Many of the 150 wild species of chrysanthemum were commonly cultivated 2000 years ago in China. Soon cultivars were introduced to Japan where other wild species already existed.
The hardy, tightly incurved Chinese plants in white, yellow or mauve mixed with the bigger, brighter, reflexed and loosely incurving Japanese species creating superb hybrids.
Chinese chrysanthemums reached Europe in 1789. The Royal Horticultural Society was so impressed they funded expeditions to China and Japan in the 1860's.
These introduced the Chusan daisy, parent of modern pompone varieties, plus the collection of fabulous Japanese varieties into western civilization.
European hybrids of these lead to our modern chrysanthemums.
Today chrysanthemums are raised throughout much of the temperate world. England, France, U.S.A., Japan, China, Australia and New Zealand are all top producers. New Zealand growers have contributed many exquisite single, spider and quill (fantasy) varieties.
The largest Japanese exhibition hybrids can reach 2m with 23cm blooms, while tiny asian miniatures fit comfortably in a bonsai dish.
The Florist Chrysanthemum, C. x morifolium, most commonly comes to mind when thinking
of "mums" but the genus also includes the Shasta daisy (C. maximum), Pyrethrum (C. coccineum), Marguerite Daisies (C. frutescens), Painted Daisies (C. carinatum), and dainty Chrysanthemum pallidum.
All species demand full sun and a slightly acid, well drained soil rich in manure. Most annual and miniature species are easily started from seed in spring, flowering the same year.
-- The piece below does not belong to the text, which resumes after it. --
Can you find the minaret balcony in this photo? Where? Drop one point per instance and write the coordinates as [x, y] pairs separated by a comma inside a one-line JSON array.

Hardy garden varieties are often increased now by root division or true rooted cuttings: sand is placed over a mature crown.
The new shoots that push through the sand will produce side roots. Once root development is strong the shoots are removed from the parent and replanted. Fresh cuttings will also
strike if dipped in hormone solution.
Stake plants securely from wind, shelter from pelting rains and extremes. Chrysanthemums thrive on complete plant foods & liquid fertilisers with extra trace elements.
Chrysanthemums respond dramatically to various methods of pruning and disbudding. The same variety can be repeatedly cut back to form a bushy plant with many small flowers.
Light disbudding creates a "spray" with up to 25 good sized blooms on five stems. Removing all but the strongest bud results in a "standard" with one immense flower.